While the business environment for smaller distributors has become increasingly difficult over the years, Berkeley, Calif.–based Small Press Distribution has carved out a niche for itself by filling areas overlooked by the bigger players.
Founded in 1969, SPD is dedicated to the distribution of independently published literature and currently represents 400 active presses. Among its bigger clients are Ahsahta Press, Black Lawrence Press, Dorothy, Hanging Loose Press, Les Figues Press, Letter Machine Editions, Rose Metal Press, and Ugly Duckling Presse. Operations director Brent Cunningham attributes SPD’s survival in part to its nonprofit 501(c)(3) status. He notes that while SPD survives primarily on earned income, the extra grant money from the National Endowment for the Arts and California Arts Council and other donors has made a difference in keeping SPD’s doors open.

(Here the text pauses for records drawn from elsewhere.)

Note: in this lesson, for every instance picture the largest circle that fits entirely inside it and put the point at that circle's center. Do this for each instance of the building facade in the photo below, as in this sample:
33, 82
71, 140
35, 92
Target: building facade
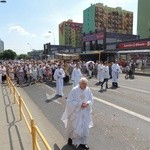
143, 22
104, 25
1, 46
99, 18
51, 50
70, 33
35, 54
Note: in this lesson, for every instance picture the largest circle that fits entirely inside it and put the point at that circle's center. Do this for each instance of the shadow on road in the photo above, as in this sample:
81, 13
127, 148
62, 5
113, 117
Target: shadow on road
52, 99
65, 147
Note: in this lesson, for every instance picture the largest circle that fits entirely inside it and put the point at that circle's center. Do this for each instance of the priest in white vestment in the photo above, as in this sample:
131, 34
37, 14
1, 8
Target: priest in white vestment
115, 74
77, 115
59, 75
76, 75
100, 72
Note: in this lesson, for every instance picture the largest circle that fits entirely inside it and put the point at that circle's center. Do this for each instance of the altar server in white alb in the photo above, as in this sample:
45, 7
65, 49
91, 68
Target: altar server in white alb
76, 75
59, 74
77, 115
115, 74
100, 72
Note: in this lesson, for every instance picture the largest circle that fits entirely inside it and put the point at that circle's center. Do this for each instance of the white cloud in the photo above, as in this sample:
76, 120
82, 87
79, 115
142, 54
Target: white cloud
20, 30
46, 35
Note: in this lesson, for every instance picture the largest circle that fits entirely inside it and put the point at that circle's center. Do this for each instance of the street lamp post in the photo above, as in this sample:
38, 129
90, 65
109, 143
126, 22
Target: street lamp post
29, 45
53, 35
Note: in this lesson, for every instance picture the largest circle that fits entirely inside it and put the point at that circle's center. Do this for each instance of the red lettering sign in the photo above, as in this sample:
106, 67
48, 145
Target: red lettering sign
134, 44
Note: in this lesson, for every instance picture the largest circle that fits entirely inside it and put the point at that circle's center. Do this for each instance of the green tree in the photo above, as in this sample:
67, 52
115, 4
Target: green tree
9, 54
1, 55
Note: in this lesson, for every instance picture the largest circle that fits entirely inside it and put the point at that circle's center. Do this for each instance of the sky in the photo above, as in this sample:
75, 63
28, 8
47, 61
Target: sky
26, 24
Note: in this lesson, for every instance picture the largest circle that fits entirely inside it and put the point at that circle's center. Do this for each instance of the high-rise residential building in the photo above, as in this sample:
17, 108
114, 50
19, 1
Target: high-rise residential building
143, 22
103, 18
70, 33
1, 46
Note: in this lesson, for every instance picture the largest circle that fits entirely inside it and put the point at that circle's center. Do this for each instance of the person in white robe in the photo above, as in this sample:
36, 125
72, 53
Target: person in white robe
115, 74
106, 75
34, 73
100, 72
0, 74
76, 75
77, 115
59, 75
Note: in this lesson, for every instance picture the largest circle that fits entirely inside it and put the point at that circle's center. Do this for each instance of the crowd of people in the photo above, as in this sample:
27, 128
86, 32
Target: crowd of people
31, 72
77, 115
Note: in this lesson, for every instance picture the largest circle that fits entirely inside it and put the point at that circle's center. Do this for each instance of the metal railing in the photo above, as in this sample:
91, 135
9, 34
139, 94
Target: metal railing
32, 127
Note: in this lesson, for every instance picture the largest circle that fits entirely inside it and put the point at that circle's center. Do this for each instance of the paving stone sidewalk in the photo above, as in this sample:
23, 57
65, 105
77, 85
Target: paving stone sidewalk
14, 134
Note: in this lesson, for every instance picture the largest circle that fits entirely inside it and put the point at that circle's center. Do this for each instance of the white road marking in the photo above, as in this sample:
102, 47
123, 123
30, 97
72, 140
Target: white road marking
142, 117
51, 96
98, 88
124, 110
134, 89
130, 88
50, 88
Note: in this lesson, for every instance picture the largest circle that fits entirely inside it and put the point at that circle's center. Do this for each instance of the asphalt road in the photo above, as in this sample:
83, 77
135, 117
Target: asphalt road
121, 117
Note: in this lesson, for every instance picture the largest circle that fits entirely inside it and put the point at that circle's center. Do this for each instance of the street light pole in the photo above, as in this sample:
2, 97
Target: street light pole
29, 45
4, 1
53, 35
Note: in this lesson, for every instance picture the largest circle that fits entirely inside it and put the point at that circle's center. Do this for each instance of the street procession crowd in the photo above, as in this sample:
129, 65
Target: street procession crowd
39, 71
77, 114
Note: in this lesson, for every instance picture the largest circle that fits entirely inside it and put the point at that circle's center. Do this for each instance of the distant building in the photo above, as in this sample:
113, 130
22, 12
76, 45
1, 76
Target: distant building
115, 20
143, 21
104, 25
35, 54
70, 33
51, 50
1, 46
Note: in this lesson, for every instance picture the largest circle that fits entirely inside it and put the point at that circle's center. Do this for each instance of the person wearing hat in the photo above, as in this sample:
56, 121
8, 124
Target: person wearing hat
77, 115
115, 74
59, 75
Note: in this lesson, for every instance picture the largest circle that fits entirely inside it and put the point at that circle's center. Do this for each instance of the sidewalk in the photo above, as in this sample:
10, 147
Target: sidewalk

Cunningham says that unlike other smaller distributors that have gone out of business by trying to emulate midlevel and major distributors’ approach, SPD banks on its commitment to championing the small press community. “It’s not that we are in the minor leagues wishing we were in the majors; it’s that we care about these small presses,” Cunningham says. That position has helped SPD, because when small presses have a chance to move up the distribution chain, many have “shown commitment to us that goes beyond economics,” he says.
Loyalty from its clients, however, would not be enough to stay in business if SPD didn’t adapt to the changing market. Cunningham cites two major changes to the distribution landscape: the first is major distributors extending their reach through multiple warehouses nationwide. The second is the disappearance of secondary distributors as larger distributors have merged. That latter change led SPD to move away from the secondary distributor model toward an exclusive model. “Having multiple supply routes into the trade for one’s small press books isn’t actually the best thing for the literary field in general, nor, usually, for the press itself, as much as it might think otherwise,” explains Cunningham. For example, SPD used to carry a lot of Consortium presses, with Consortium handling primary distribution and SPD handling secondary, but that has dramatically declined. “We’ve been saying good-bye to presses that have other distribution and looking for presses that have no other distribution except for us.”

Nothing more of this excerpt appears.